Odpowiedzialność karna
Ustawa przewiduje możliwość ukarania grzywną posiadacza zwierzęcia, który nie wypełnia obowiązków nakładanych na niego przez tę ustawę. Kara grzywny grozi zwłaszcza hodowcy, który:
- nie złoży wniosku o nadanie numeru siedzibie stada, mimo że utrzymuje tam zwierzęta;
- nie dopilnuje, aby zwierzę było właściwie oznakowane kolczykami;
- nie zniszczy identyfikatora zwierzęcia, które zostało poddane ubojowi w gospodarstwie;
- nie dopełnieni obowiązku poinformowania o urodzeniu zwierzęcia lub jego przemieszczeniu;
- nie przekaże w przewidzianym terminie kierownikowi biura Agencji dokumentów potwierdzających pochodzenie zwierzęcia importowanego z kraju niebędącego członkiem UE;
- nie zapewni paszportu zwierzętom przemieszczanym z innego kraju członkowskiego UE lub nie dostarczy tego paszportu kierownikowi biura Agencji w terminie 7 dni od zgłoszenia faktu przybycia zwierzęcia;
- uniemożliwia kontrolę lub nie udziela osobie kontrolującej pomocy niezbędnej przy wykonywaniu czynności kontrolnych.

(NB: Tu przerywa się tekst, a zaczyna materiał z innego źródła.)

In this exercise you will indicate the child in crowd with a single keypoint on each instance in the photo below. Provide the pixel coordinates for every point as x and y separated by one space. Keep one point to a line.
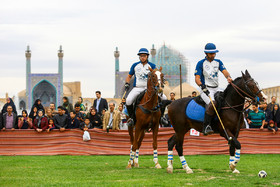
51 125
86 125
73 122
272 126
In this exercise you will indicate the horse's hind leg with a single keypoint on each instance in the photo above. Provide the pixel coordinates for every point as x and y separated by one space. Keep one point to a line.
171 142
141 136
234 151
155 134
179 148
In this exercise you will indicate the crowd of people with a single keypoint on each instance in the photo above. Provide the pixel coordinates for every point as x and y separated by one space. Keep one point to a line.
105 116
263 115
67 116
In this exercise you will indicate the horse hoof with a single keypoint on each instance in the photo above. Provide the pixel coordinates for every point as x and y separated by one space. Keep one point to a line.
189 171
169 169
128 166
232 167
235 171
158 166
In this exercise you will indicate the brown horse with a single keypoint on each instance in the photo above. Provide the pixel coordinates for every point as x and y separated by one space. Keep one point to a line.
147 117
231 114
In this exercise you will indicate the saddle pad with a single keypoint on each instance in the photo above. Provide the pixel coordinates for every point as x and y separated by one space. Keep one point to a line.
195 111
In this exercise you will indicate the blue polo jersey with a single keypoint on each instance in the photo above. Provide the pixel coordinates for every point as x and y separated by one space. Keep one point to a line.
140 73
208 71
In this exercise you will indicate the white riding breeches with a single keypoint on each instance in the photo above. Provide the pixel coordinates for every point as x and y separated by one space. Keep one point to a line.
135 92
205 97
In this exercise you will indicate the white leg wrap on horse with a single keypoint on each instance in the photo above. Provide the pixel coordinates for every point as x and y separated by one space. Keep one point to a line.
185 165
231 160
170 158
155 157
237 156
136 156
131 157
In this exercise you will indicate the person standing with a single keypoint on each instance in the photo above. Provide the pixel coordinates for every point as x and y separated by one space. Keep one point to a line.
206 77
99 103
9 120
111 118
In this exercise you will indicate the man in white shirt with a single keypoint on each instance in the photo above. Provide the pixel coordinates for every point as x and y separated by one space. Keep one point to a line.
206 77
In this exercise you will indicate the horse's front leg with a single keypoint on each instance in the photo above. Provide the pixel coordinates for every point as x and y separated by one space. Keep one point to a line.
235 148
155 134
141 136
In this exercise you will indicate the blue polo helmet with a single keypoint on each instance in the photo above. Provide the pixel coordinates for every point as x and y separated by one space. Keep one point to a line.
143 51
210 48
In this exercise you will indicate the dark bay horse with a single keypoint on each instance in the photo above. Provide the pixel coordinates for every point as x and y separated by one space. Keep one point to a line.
147 117
230 113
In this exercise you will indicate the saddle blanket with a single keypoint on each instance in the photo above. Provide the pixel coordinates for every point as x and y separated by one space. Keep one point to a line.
195 111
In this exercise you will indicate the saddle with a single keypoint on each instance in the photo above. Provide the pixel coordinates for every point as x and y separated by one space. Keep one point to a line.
195 109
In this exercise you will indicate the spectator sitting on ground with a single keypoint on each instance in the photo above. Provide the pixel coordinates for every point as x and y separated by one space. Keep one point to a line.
111 118
94 118
99 103
40 122
256 117
172 96
67 105
51 125
194 94
49 114
276 115
24 122
267 112
9 119
60 120
86 125
123 125
73 122
33 114
82 106
10 102
272 126
272 103
79 114
38 105
52 108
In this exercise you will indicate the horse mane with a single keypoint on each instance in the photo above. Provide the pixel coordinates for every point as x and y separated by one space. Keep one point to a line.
229 86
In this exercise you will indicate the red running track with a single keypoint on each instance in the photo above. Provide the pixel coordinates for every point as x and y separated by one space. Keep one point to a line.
29 142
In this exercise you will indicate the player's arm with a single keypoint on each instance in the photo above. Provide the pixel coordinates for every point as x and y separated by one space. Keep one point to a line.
227 75
197 80
128 78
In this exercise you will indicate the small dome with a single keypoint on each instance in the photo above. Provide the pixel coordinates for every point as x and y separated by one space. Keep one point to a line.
67 91
187 90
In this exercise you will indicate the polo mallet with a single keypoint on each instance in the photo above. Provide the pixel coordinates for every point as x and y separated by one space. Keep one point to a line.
229 138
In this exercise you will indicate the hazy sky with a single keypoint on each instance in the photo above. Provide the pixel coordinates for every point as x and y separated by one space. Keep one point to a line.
245 31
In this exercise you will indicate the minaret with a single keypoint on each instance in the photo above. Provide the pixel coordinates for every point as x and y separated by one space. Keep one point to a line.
117 69
153 53
28 72
60 71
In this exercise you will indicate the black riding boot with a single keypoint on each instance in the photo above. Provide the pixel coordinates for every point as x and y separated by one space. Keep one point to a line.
130 111
163 120
207 125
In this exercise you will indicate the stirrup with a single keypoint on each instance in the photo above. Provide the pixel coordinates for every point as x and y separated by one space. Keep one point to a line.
208 130
163 121
130 122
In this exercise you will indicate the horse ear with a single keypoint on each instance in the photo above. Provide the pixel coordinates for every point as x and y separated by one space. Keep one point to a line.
243 75
247 73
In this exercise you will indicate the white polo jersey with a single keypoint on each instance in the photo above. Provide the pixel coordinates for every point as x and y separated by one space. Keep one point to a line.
141 73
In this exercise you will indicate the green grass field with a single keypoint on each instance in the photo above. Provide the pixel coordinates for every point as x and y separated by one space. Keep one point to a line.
111 171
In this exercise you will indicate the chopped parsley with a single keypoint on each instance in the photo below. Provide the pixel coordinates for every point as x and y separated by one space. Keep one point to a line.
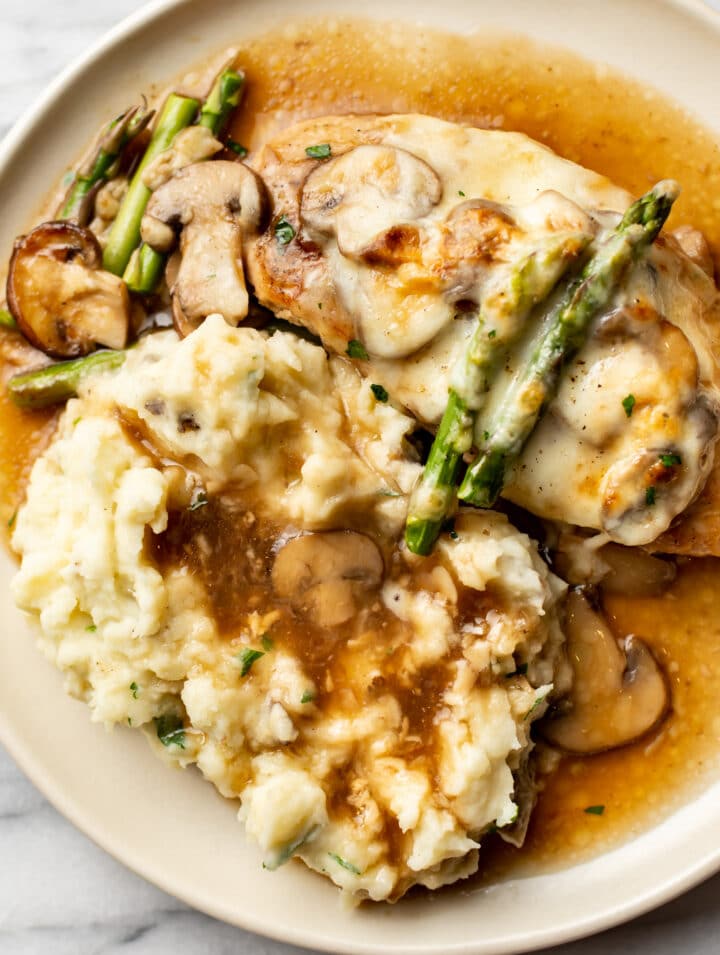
247 657
536 704
237 148
344 863
284 231
321 151
521 670
356 349
200 500
169 728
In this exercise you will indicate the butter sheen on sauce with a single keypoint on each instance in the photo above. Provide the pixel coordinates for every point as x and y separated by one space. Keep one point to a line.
616 127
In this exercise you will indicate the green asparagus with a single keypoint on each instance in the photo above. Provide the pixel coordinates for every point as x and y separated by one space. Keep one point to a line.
6 319
56 383
561 338
124 237
101 165
224 97
500 321
146 266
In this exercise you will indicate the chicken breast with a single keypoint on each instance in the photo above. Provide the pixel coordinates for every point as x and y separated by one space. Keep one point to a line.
397 236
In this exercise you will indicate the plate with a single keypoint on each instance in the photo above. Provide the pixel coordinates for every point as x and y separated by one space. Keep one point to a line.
169 826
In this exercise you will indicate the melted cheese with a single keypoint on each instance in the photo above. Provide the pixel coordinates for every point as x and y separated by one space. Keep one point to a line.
408 275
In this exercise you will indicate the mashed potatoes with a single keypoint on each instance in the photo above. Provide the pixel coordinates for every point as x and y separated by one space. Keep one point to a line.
370 709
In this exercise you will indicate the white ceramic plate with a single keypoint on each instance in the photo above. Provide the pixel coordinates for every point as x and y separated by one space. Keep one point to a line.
169 826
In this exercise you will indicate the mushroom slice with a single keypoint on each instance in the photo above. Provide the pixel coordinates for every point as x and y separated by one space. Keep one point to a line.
327 574
59 294
214 205
366 193
619 692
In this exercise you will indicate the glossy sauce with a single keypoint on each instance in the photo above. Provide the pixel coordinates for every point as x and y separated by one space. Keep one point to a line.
615 127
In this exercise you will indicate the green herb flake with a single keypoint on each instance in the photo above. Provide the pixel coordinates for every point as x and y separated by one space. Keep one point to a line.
521 670
356 349
321 151
538 702
628 404
284 231
170 731
344 863
247 657
200 500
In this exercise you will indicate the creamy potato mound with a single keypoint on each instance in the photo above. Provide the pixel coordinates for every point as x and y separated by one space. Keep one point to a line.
374 724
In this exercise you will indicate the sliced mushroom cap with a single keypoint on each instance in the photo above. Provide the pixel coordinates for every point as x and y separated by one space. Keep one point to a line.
214 205
365 193
59 294
327 574
635 573
695 246
619 692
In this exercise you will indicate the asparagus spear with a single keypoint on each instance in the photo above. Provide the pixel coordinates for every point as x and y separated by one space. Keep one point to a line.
562 337
178 112
56 383
99 166
146 266
6 319
224 97
500 321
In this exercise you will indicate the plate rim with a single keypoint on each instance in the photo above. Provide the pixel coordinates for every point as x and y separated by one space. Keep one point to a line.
72 809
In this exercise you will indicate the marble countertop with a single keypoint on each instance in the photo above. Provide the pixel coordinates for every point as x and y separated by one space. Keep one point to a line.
59 893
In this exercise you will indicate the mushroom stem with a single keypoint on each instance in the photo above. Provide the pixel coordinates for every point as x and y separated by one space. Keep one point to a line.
56 383
145 267
178 112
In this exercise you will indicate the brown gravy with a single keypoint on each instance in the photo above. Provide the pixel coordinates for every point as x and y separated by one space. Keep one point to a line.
618 128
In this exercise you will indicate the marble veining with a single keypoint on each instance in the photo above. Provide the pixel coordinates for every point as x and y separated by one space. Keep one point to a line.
59 893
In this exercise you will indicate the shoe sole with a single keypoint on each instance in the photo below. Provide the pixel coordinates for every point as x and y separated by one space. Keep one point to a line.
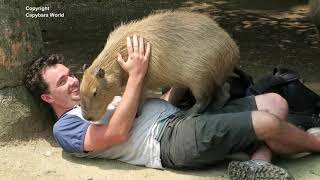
240 171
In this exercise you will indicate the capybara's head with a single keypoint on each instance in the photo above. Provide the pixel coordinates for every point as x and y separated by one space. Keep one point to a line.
97 90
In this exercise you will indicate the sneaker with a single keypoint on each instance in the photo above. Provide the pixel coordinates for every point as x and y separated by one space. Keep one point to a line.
256 170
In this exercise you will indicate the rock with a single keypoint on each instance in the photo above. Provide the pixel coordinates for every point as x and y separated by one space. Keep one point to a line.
20 114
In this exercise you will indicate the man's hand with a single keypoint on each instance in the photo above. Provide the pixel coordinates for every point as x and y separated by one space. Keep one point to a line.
138 58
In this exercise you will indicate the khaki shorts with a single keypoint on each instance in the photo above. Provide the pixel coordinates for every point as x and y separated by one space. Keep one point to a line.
205 139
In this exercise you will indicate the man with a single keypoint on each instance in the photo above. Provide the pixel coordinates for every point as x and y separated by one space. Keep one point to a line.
160 136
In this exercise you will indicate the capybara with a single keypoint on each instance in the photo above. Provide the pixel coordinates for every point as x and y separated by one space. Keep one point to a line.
188 50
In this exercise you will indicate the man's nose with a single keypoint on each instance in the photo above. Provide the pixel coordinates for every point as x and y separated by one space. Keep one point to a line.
73 80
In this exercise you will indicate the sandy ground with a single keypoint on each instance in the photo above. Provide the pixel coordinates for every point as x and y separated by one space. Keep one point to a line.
266 37
42 159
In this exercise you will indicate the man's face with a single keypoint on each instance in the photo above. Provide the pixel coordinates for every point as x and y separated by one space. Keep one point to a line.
63 87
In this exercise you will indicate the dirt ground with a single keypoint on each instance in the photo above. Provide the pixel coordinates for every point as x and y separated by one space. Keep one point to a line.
267 34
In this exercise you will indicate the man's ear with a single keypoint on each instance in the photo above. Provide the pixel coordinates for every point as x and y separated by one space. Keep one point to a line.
47 98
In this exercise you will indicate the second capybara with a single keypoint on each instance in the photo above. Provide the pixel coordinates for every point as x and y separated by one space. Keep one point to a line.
188 50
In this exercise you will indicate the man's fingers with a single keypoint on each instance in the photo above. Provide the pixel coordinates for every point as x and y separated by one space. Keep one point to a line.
120 60
129 46
135 44
141 46
147 55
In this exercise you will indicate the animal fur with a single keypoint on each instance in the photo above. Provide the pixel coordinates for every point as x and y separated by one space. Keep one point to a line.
188 50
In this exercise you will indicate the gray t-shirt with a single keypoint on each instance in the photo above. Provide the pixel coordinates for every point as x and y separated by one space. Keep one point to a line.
142 147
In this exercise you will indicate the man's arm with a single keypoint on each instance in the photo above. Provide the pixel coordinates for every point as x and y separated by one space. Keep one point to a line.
99 137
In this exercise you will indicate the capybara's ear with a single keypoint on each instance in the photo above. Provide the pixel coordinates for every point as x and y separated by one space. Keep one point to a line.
99 73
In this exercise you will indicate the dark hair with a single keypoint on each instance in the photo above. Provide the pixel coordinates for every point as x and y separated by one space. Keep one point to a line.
34 80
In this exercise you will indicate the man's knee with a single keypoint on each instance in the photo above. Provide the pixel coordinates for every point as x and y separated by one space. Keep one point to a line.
274 104
265 124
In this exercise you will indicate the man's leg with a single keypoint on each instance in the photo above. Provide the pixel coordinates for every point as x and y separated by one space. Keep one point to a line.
259 166
276 105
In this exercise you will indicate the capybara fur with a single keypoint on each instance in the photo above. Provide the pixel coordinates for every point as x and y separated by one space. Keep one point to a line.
188 50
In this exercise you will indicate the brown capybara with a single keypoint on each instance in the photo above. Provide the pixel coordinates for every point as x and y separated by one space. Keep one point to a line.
188 50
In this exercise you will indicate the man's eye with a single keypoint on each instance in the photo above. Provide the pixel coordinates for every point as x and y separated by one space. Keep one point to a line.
62 82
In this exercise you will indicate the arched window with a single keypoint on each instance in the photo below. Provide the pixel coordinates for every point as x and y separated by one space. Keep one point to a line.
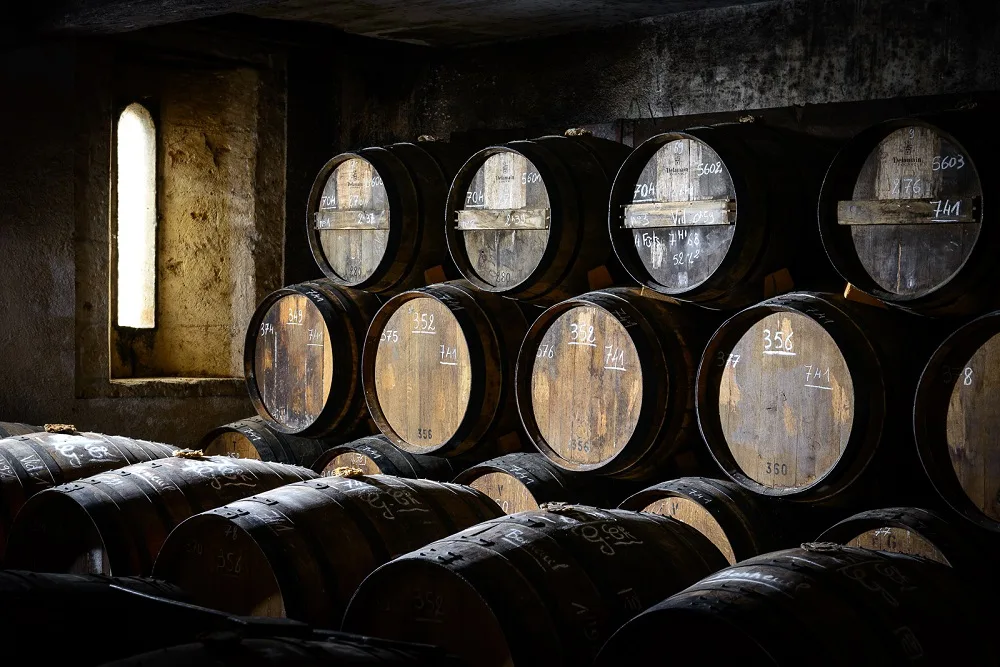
136 229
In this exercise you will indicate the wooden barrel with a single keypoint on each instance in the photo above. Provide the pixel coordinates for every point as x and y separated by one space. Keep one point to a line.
254 438
909 530
538 588
956 422
301 550
823 604
31 463
376 455
798 395
302 356
903 214
706 215
605 382
338 650
374 215
438 367
720 510
525 219
115 522
522 481
8 429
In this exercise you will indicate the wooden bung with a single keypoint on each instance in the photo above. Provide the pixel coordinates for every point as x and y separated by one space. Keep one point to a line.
903 215
802 394
835 605
376 455
526 219
115 522
32 463
254 438
605 382
374 215
912 531
956 421
715 214
544 587
8 429
522 481
722 511
438 369
301 550
302 356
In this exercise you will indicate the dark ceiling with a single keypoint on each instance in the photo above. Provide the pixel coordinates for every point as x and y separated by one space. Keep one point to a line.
430 22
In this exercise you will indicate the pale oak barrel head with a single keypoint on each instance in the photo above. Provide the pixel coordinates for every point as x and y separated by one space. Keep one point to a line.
956 421
293 364
792 397
682 215
301 357
352 221
904 216
423 373
437 369
586 386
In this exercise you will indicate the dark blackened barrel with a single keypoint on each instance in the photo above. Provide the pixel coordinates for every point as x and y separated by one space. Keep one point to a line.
376 455
523 481
800 395
438 370
8 429
912 531
709 214
904 216
254 438
722 511
823 604
338 650
605 381
525 219
31 463
375 215
956 421
302 357
301 551
115 523
534 588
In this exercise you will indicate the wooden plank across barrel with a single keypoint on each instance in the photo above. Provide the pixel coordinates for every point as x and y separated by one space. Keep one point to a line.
525 219
373 219
545 587
605 381
805 396
438 370
706 215
115 522
301 550
302 357
38 461
956 421
904 216
376 455
888 609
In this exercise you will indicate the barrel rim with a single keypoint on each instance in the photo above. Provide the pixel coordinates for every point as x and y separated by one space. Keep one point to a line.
931 434
340 399
659 389
739 252
556 182
839 246
403 203
470 317
869 408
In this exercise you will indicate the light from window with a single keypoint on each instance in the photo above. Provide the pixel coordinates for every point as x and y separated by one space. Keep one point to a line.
136 218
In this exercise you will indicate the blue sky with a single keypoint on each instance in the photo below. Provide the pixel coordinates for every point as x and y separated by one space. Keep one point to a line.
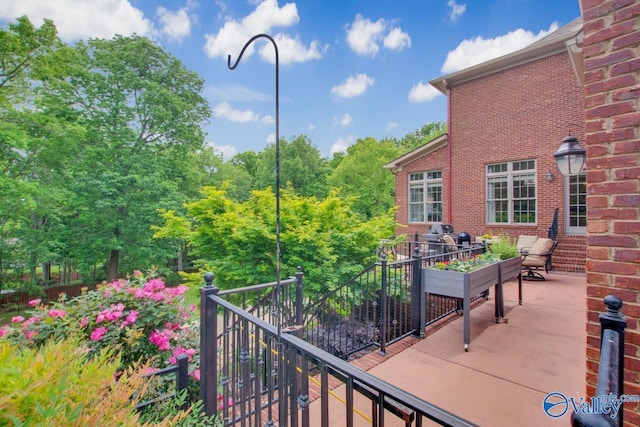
349 69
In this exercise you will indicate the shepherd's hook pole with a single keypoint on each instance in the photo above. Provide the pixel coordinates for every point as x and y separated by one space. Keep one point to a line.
233 67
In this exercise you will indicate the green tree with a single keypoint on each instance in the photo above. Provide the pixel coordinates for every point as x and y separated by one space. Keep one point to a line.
425 134
361 174
143 111
236 240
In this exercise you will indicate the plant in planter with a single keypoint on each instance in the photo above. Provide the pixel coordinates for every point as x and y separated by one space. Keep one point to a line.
466 265
504 248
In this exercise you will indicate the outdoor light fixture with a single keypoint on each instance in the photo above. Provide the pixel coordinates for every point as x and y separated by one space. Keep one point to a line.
570 157
278 293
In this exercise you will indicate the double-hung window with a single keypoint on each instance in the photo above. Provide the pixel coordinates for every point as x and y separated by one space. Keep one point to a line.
576 204
511 192
425 197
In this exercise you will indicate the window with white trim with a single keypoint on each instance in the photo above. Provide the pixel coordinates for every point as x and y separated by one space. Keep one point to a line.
425 197
511 192
576 204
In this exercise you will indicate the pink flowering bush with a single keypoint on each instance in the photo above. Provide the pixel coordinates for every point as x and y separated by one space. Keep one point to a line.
140 317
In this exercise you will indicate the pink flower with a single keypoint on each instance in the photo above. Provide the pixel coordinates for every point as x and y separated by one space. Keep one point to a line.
30 334
56 313
98 333
30 321
132 317
221 405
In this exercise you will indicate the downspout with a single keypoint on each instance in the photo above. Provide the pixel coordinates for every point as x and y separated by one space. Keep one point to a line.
449 156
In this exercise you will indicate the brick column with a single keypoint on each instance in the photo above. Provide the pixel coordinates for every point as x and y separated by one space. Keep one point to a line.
612 122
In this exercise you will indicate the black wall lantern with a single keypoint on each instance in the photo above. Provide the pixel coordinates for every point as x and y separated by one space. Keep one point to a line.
570 157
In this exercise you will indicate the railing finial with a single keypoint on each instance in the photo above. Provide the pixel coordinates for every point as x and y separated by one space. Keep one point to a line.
614 304
208 279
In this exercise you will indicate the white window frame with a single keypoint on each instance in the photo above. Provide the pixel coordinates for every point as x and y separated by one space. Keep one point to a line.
429 209
509 173
568 187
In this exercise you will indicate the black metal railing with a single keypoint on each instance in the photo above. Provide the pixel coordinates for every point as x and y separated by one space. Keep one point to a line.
262 300
611 367
254 375
181 371
381 305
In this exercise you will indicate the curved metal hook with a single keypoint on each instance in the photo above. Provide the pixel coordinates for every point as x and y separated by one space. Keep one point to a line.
277 88
246 45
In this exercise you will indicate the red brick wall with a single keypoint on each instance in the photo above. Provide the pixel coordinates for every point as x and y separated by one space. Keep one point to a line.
436 160
612 119
517 114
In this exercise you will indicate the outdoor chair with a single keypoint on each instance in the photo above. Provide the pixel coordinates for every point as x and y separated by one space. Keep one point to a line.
452 246
537 258
525 243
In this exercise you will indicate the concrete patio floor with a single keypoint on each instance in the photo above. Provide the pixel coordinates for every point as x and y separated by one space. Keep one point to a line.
510 367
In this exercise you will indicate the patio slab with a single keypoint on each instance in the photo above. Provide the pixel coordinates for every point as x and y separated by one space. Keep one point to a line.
510 367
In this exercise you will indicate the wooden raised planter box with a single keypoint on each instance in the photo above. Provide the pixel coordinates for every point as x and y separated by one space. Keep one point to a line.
466 285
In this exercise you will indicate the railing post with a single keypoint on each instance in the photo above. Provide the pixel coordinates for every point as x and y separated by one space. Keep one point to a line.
299 305
611 365
615 321
383 304
418 309
182 378
208 346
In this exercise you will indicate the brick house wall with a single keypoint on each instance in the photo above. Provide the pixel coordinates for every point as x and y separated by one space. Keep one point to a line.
520 112
612 122
436 160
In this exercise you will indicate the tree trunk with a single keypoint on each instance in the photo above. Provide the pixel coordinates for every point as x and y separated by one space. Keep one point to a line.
112 268
179 262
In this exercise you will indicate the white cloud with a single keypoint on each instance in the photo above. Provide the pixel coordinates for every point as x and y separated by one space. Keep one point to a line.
175 25
81 19
267 120
397 39
364 36
353 86
290 50
230 39
271 138
422 92
342 144
343 121
226 151
235 93
225 111
457 10
479 50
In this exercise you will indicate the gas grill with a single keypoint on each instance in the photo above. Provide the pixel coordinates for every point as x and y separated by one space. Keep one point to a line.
435 238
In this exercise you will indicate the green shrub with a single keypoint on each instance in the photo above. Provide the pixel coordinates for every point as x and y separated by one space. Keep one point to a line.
504 248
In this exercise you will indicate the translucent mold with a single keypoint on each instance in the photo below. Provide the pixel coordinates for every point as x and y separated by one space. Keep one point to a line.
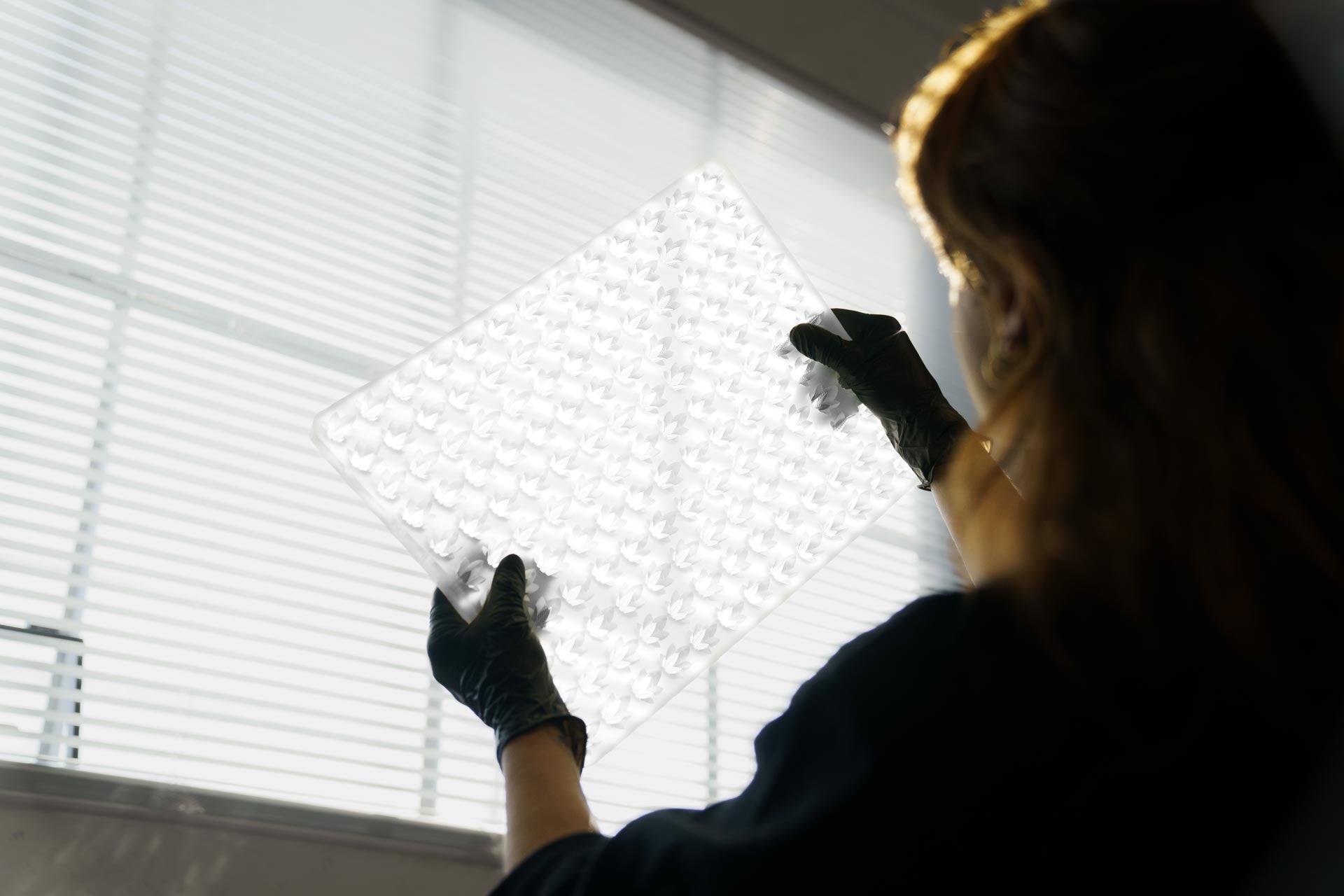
636 426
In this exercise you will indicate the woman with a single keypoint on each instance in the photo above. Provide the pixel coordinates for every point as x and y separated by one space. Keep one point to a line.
1139 211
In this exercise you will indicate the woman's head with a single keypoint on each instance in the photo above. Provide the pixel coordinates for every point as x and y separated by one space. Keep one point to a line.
1142 209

Hodowcy powinni zwrócić szczególną uwagę na prawidłowe oznakowanie zwierząt kolczykami i zgodność tego oznakowania z wykazem zwierząt przypisanych do danej siedziby stada. Ustawa przewiduje bowiem, że „jeżeli w siedzibie stada znajduje się nieoznakowane zwierzę, którego pochodzenia nie można potwierdzić, powiatowy lekarz weterynarii może nakazać, w drodze decyzji, zabicie tego zwierzęcia bez odszkodowania i unieszkodliwienie jego zwłok na koszt posiadacza”. Co więcej, posiadacz takiego zwierzęcia zostanie zapewne dodatkowo ukarany grzywną, zgodnie z zapisem ustawowym „Kto, (…) będąc obowiązanym do oznakowania lub zidentyfikowania zwierząt (…) nie dokonuje tych czynności, zgodnie z tymi przepisami (…) podlega karze grzywny”.
Kary pieniężne
Skoro o karach mowa, to warto zwrócić uwagę na regulację, która choć nie dotyczy rolników hodowców bydła, to jednak wskazuje na intencje ustawodawcy dotyczące „uszczelnienia” systemu IRZ. Chodzi o wysokie kary pieniężne, jakie mogą być nakładane na rzeźnie, spalarnie, organizatorów wystaw i inne podmioty zajmujące się profesjonalnie obrotem bydłem. W przypadku naruszenia przepisów ustawy podmiot taki może być ukarany karą pieniężną, której wysokość może sięgać trzydziestokrotności przeciętnego wynagrodzenia miesięcznego w gospodarce narodowej. Biorąc pod uwagę, że w 2021 roku wspomniane wynagrodzenie wyniosło 5662,53 zł, kara mogłaby sięgać 170 tys. złotych. Gdy ustawa wejdzie w życie, zarówno przeciętne wynagrodzenie, jak i maksymalna wysokość kary ulegną z pewnością zwiększeniu. Wprowadzenie tego przepisu wskazuje wyraźnie, że ustawodawca chce zniechęcić podmioty zajmujące się komercyjnym obrotem zwierzętami do obchodzenia przepisów o IRZ.